Given that it was not immediately popular, why do you think Carmen has become such a beloved and enduring opera?

Great tunes, great story, and fascinating characters. The musical numbers have been incorporated into every area of life since the 1875 premiere – from gondoliers on canals to advertisements for pretty much anything, and also dozens of pop tunes. That has to say something for its impact and staying power. Plus, Carmen is a story all of us can relate to: An outsider to society against whom circumstance is working harshly but who does everything in her power to build herself a better life. Had the snobs of Parisian society (who decided it was a disaster and wanted it forgotten) had their way, Carmen would have disappeared due to its working-class leading lady and her suspicious lifestyle (to a morally tight public). The fact that so many of those condemning this story were involved in numerous scandals and disgraces is the perfect answer to why the fight against hypocrisy is a great charger of art in general.

 

How can the story resonate with modern audiences? 

Our own society is replete with stories of people on the fringes of society or the inner circle who have been told they can never “get in” due to their age, race, sex, creed, or whichever restrictions we put on things. From actors trying to get into a Hollywood career and facing sexism to women meeting the glass ceiling of the corporate world and feeling jammed and limited while others soar above. Carmen encases all of those stories in its allegory of breaking the mold and trying to break free as your own person.

Set design by Gary McCann

When and where is your production set?

Ours is set in the late 1950s in a non-specific Hispanic place similar to Havana, Miami, or Seville itself.

 

What was the inspiration behind the setting, and how does that setting and design affect the story of Carmen?

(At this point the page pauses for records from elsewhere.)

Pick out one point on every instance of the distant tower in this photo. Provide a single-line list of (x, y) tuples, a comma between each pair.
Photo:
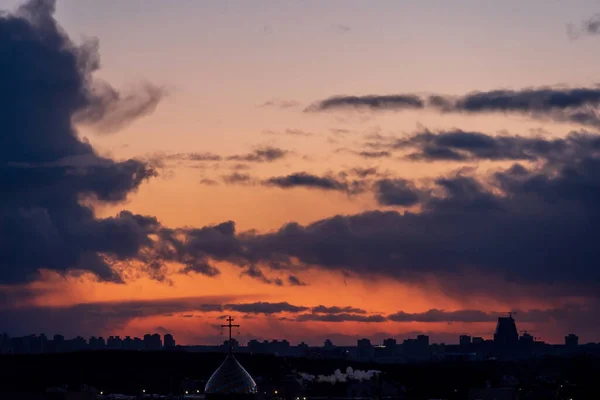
[(506, 335), (464, 340), (230, 380), (169, 341), (571, 340)]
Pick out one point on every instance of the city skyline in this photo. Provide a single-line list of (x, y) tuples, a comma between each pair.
[(319, 170), (505, 333)]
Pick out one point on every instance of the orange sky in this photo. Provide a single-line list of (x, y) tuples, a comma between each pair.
[(218, 80)]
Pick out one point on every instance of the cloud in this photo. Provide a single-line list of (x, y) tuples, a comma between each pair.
[(110, 110), (337, 310), (306, 180), (265, 308), (399, 192), (236, 178), (374, 154), (282, 104), (566, 105), (93, 318), (264, 154), (374, 102), (539, 316), (46, 170), (341, 28), (435, 315), (293, 280), (209, 182), (343, 317), (290, 132), (588, 27), (458, 145), (256, 273)]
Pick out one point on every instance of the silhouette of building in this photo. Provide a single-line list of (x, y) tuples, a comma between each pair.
[(506, 336), (152, 342), (230, 380), (390, 345), (364, 348), (464, 340), (169, 341), (571, 340)]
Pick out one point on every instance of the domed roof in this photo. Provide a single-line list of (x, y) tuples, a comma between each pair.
[(230, 378)]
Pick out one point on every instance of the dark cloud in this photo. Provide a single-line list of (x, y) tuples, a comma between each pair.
[(538, 316), (344, 317), (364, 172), (374, 102), (341, 28), (290, 132), (527, 226), (209, 182), (203, 157), (592, 25), (236, 178), (264, 154), (573, 105), (304, 179), (337, 310), (283, 104), (256, 273), (588, 27), (458, 145), (293, 280), (92, 318), (110, 110), (265, 308), (46, 170), (397, 192), (374, 154), (435, 315)]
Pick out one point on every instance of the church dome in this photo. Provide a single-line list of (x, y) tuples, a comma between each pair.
[(230, 379)]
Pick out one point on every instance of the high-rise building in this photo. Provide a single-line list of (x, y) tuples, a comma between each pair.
[(464, 340), (364, 348), (506, 335), (571, 340), (423, 340), (169, 341)]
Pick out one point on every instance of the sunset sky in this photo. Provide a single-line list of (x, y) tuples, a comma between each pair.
[(316, 169)]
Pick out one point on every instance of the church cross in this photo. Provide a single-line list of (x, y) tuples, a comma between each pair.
[(230, 325)]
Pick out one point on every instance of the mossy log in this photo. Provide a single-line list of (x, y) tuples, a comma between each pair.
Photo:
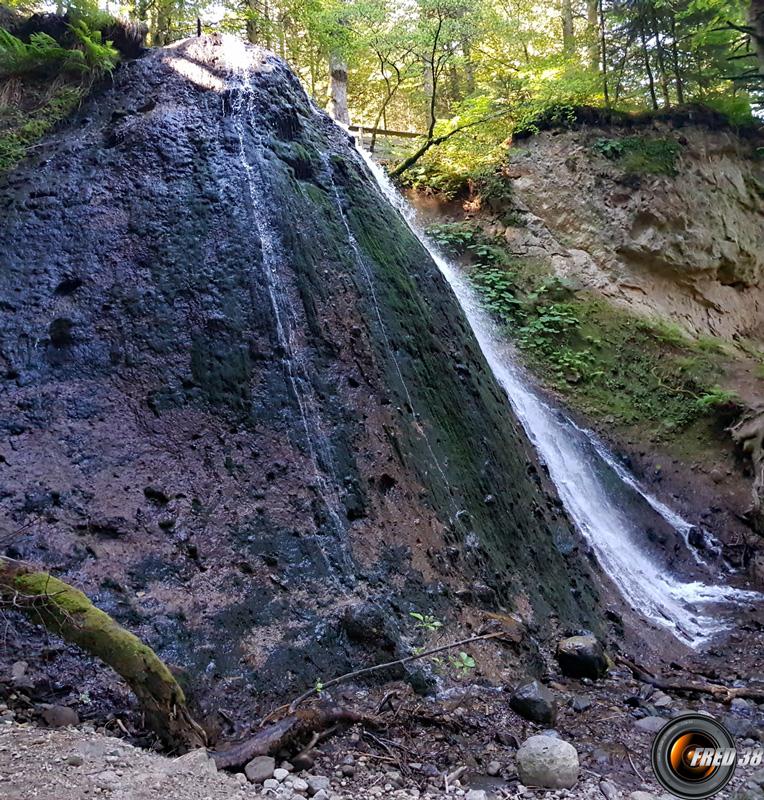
[(68, 613)]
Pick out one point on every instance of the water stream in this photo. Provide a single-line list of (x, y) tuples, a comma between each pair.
[(294, 363), (604, 501)]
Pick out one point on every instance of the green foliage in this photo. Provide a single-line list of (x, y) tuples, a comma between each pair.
[(426, 622), (43, 56), (612, 364), (99, 57), (716, 398), (462, 663), (641, 155), (19, 130)]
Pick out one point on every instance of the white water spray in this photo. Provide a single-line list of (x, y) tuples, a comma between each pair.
[(595, 490), (294, 363)]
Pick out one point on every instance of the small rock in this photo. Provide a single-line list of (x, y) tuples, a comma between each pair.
[(195, 762), (303, 761), (260, 769), (106, 779), (650, 724), (547, 763), (582, 657), (317, 783), (534, 702), (60, 716), (581, 702)]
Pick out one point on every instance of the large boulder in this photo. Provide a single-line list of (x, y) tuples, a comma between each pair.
[(582, 657), (547, 762), (534, 702)]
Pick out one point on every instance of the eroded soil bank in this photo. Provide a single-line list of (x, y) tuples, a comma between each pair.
[(243, 411)]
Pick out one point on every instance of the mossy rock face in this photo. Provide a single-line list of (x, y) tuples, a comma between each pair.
[(258, 336)]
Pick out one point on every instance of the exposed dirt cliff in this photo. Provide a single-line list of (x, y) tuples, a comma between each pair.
[(648, 235), (687, 244), (240, 406)]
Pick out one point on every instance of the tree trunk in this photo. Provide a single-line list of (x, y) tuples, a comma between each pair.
[(338, 89), (756, 20), (593, 32), (568, 32), (648, 67), (603, 47), (678, 82), (67, 612), (661, 59)]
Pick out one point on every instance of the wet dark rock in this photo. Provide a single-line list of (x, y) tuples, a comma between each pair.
[(581, 702), (60, 716), (167, 367), (369, 624), (650, 724), (582, 657), (535, 702), (259, 769)]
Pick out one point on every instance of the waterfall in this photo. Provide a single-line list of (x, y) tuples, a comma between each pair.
[(294, 363), (604, 501)]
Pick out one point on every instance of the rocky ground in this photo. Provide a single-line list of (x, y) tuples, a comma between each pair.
[(561, 737)]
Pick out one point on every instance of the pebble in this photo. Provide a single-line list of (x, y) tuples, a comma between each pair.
[(60, 716), (260, 769), (650, 724), (548, 763)]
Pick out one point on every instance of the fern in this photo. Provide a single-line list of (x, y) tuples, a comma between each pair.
[(44, 56), (100, 57)]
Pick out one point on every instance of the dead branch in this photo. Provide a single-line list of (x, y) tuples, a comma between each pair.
[(278, 735), (725, 694), (399, 661)]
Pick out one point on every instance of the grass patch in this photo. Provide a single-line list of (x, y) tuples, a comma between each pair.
[(24, 123), (641, 155), (609, 363)]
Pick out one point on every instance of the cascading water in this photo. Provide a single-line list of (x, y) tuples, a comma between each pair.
[(604, 501), (294, 364)]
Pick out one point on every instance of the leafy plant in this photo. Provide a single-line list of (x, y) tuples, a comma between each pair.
[(641, 154), (426, 622), (41, 55), (44, 56), (462, 663), (716, 398)]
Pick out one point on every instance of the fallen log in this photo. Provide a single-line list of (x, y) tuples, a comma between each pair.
[(724, 693), (68, 613), (279, 735)]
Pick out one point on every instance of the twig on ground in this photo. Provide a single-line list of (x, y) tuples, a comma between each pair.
[(368, 670)]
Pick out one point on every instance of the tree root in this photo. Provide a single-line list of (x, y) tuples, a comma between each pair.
[(725, 694), (285, 732), (68, 613)]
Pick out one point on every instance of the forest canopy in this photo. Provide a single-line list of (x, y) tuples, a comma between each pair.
[(465, 74)]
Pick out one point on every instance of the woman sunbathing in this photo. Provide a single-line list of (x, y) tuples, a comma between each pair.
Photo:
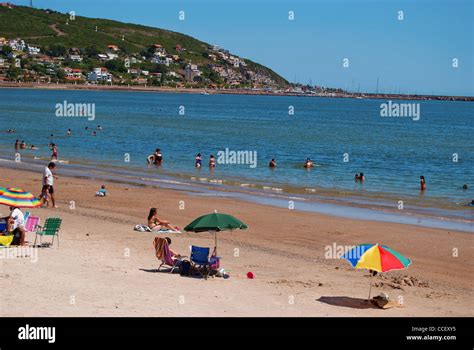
[(156, 224)]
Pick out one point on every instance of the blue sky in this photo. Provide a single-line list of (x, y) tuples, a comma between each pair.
[(413, 55)]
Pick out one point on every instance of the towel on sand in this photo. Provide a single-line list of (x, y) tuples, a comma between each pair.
[(384, 302), (6, 240), (162, 251), (144, 228)]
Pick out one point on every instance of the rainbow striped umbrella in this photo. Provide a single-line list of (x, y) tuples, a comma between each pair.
[(376, 257), (16, 197)]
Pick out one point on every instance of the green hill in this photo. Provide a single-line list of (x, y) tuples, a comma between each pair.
[(47, 28)]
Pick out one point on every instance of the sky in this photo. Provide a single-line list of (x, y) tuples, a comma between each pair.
[(414, 55)]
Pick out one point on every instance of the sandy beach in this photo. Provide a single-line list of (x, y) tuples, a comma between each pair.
[(104, 268)]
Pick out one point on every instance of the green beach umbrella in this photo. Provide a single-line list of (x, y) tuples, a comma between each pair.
[(214, 223)]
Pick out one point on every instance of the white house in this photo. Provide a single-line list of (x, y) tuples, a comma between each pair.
[(17, 44), (33, 50), (75, 58), (99, 75), (111, 56), (191, 71)]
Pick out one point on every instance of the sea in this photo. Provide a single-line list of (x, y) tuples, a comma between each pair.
[(342, 136)]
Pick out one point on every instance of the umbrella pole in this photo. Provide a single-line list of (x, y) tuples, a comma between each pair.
[(370, 288), (215, 242)]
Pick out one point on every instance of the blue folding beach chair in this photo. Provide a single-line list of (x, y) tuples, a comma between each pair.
[(3, 226), (200, 260)]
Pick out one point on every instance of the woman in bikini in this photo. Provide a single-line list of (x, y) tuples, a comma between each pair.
[(155, 223)]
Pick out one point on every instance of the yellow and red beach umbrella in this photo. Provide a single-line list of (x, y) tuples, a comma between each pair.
[(376, 257), (16, 197)]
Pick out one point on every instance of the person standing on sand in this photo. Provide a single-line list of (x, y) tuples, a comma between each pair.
[(212, 162), (422, 183), (198, 160), (47, 190), (155, 223), (54, 148), (17, 225)]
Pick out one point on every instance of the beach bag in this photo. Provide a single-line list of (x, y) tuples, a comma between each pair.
[(215, 262), (142, 228), (185, 268)]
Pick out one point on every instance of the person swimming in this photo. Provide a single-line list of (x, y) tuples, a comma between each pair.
[(308, 164), (212, 161), (155, 158), (198, 160), (422, 183)]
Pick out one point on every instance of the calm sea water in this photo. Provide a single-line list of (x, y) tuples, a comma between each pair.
[(392, 152)]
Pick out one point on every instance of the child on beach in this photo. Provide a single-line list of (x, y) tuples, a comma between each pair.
[(54, 148), (155, 223), (198, 160), (212, 161), (422, 183), (102, 192)]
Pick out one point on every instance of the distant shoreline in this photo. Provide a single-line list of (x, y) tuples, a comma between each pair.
[(52, 86)]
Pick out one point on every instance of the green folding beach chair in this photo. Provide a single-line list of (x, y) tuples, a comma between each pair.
[(51, 228)]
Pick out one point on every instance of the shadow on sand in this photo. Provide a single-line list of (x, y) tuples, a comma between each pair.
[(354, 303)]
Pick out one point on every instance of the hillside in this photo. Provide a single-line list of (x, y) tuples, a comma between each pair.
[(49, 29)]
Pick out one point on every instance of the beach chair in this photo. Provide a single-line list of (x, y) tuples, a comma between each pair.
[(3, 226), (162, 252), (32, 223), (51, 228), (200, 260)]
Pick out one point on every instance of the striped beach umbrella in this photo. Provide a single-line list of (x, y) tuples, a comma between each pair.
[(376, 257), (16, 197)]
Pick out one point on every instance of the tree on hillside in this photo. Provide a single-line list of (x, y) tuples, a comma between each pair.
[(91, 51), (116, 65), (56, 50), (6, 50)]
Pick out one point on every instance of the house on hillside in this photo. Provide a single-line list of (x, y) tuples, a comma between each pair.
[(17, 44), (99, 75), (164, 61), (111, 56), (33, 50), (75, 58), (191, 71), (113, 48), (73, 74), (158, 48)]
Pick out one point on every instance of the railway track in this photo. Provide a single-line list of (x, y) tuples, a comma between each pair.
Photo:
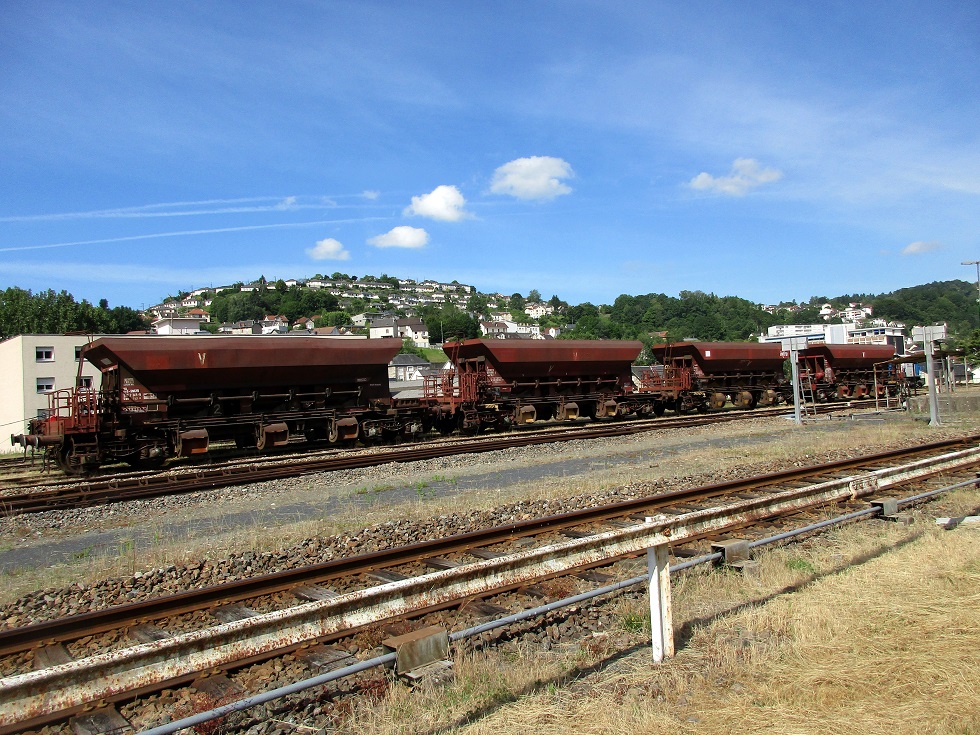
[(188, 619), (135, 486)]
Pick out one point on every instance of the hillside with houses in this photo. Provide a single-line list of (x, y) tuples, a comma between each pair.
[(385, 307), (428, 312)]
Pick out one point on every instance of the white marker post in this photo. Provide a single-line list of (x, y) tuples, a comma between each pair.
[(661, 616), (929, 336), (792, 346)]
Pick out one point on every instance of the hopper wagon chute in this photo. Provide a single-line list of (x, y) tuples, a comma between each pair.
[(702, 375), (499, 382)]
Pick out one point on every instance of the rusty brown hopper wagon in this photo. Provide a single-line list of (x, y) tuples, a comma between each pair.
[(187, 367), (171, 396), (538, 379), (707, 374), (837, 372)]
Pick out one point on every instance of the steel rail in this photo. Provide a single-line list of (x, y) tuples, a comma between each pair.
[(79, 683), (101, 492), (24, 638)]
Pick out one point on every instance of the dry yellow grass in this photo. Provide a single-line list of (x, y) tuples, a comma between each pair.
[(871, 629)]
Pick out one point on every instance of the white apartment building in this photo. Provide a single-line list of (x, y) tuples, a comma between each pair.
[(33, 365), (842, 334)]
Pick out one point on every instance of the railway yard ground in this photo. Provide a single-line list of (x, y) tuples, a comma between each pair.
[(874, 627)]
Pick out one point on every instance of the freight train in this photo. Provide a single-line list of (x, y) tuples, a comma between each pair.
[(164, 397)]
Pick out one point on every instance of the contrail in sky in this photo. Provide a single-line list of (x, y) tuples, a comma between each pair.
[(130, 238), (281, 204)]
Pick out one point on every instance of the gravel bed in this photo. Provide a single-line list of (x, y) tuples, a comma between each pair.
[(51, 603)]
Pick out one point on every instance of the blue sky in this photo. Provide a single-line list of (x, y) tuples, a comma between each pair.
[(774, 151)]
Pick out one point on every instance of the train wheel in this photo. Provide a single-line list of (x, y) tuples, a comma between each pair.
[(69, 461)]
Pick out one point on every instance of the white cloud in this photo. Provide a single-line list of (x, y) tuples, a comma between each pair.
[(328, 249), (537, 177), (921, 246), (746, 174), (401, 237), (442, 203)]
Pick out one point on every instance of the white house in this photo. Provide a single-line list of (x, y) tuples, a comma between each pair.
[(177, 325), (34, 365)]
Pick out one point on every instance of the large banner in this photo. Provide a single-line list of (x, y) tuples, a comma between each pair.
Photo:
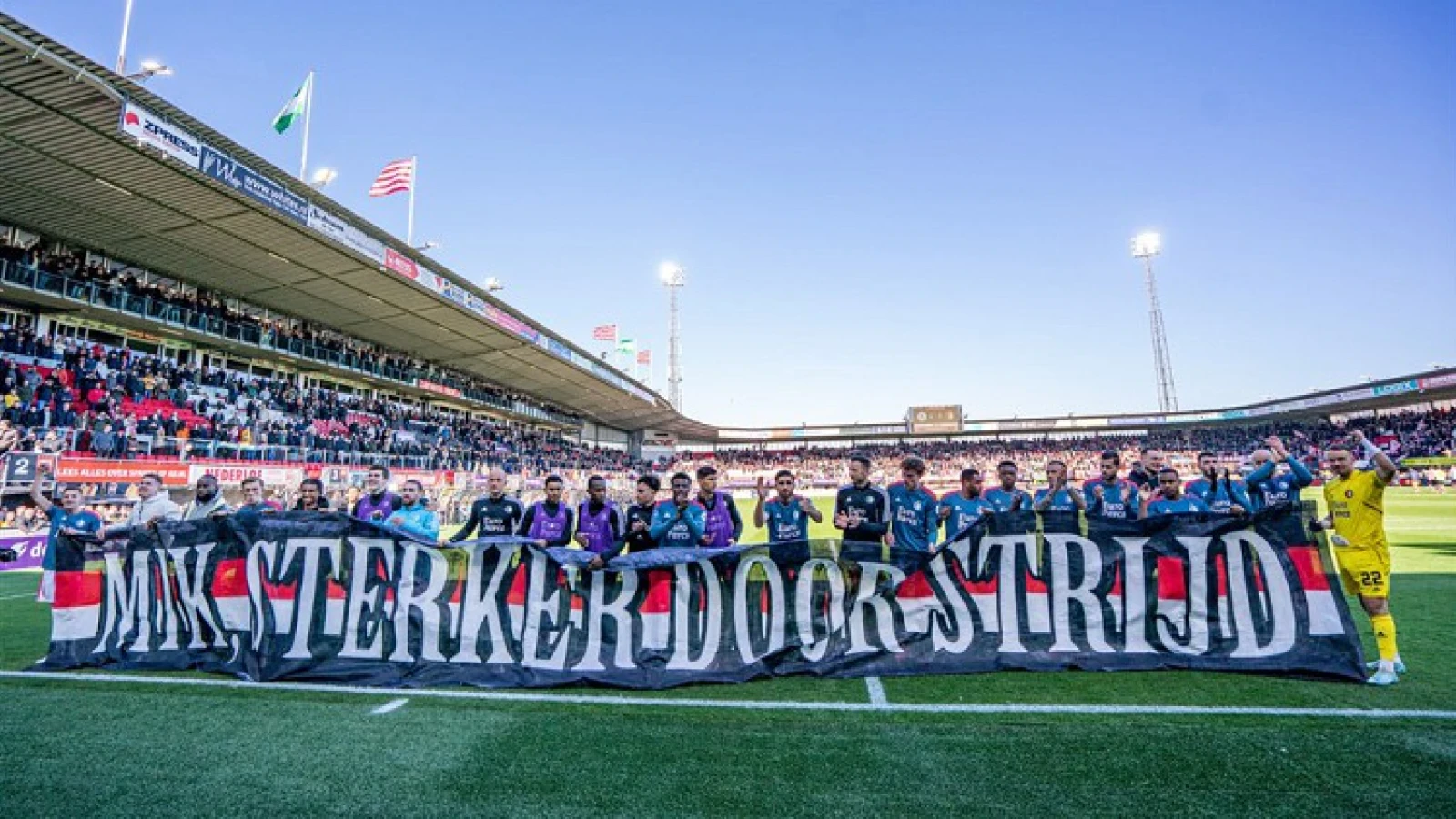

We were very much looking for a time and place that was both distant enough in history and close enough for a modern audience to relate to. Somewhere for the story to fold out and have those watching it feel they recognize the characters and actions. If we followed the French censors of 1875 and did a “cleaned up” version they insisted upon, it might feel too far away to an audience used to watching movies and HBO, etc. Most people will have seen West Side Story or "The Sopranos," so we are hoping that a setting closer to our own times might give a more immediate feel to telling the story. The late 1950s was an interesting era of conservatism which targeted women in society in a very patronizing and sexist way and it took nearly a decade for a social and sexual revolution in the ‘60s to begin to address women’s emancipation. Bizet was perhaps ahead of his time in writing a story of a societal outsider and I feel the end of the ‘50s reflects that best for a modern audience, where we have so much on film and record. Maybe it’s because I’m middle aged now…?

 

What moments in the opera are you most looking forward to bringing to the stage?

This is a very hard question! There are so many iconic moments in Carmen that it’s almost impossible to select a favorite. I think my main aim to is create a show that feels like it runs like a movie – very much in a way what Bizet was trying to do in his attempt at what we now know as “verismo,” or realism. We have a pretty fantastic young cast, so I am particularly looking forward to creating and developing characters with them. This generation, like all others before them, must be given the chance to play and interpret what have become classic stories in their own way – a unique way for them and for their contemporaries. There is no single way of playing any of the characters in Carmen, there is only exploring and expressing them through your own society and experience. This generation of singers is the future, we must help them in every way we can.